日曜日は久しぶりに所属教会で主日のミサに与りました。

答唱は

「今日こそ神がつくられた日~♪」

でした。これは、主日、つまり日曜日のことでしょう。イスラエルの民がエジプトに居る時の労使交渉の結果、旧約聖書の創世記の記述に従って7日に1日は神様に祈りを捧げる日として認めてもらったのです。それが今の主日になっています。

(正確に言うと当時決められたのは、ユダヤ教の安息日である土曜日が休みになりました。その分派として発生したキリスト教が日曜日に定めたのです。ちなみにイスラム教は金曜日です。)

恥ずかしながら、私はこの歌の解釈を間違えたことがあります。

「今日こそ神(という概念)がつくられた日~♪」

上記からすると明らかに間違いですが、この解釈を発展させると興味深い結果が得られます。

宗教は唯心論に基づくものであり、そう思うことが真実になる世界です。神と言う概念は、人間が作ったものに間違いがないですが、そこで真実とされる神は永遠の存在です。神という概念が生まれる前、世界ができる前から存在しているのです。

つまり、神を否定する人に神は存在しませんが、神を認めた人には神は永遠に存在するのです。そうすると、私のように神の存在を否定した人にとって、神はある日突然、永遠に存在するのです。つまり、あらかじめ神が存在していたのに存在せず、ある日突然に永遠の存在として復活するのです。

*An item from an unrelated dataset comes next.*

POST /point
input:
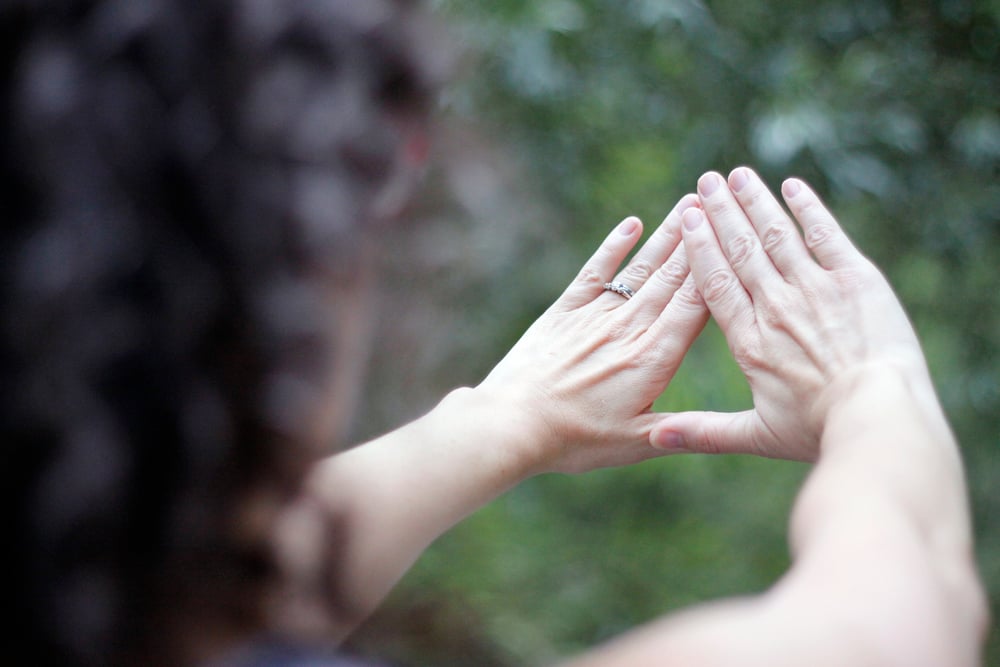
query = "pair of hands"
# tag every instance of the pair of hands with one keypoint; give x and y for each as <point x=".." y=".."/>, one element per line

キリスト教は復活信仰と呼ばれます。これはイエスの復活を信じるという意味ですが、そのことを信じると、壊れていた神との関係が復活するということなのかもしれません。それは、イエスの受難により復活したのであり、受難こそ、神から離れていたわたしたちの罪のあがないであるのです。

このように考えると、イエスの受難を通じて神さまの存在を認めること、それこそが神の復活であり、罪があがなわれることだといえるのです。だからこそ、洗礼で罪が清められるのでしょうね。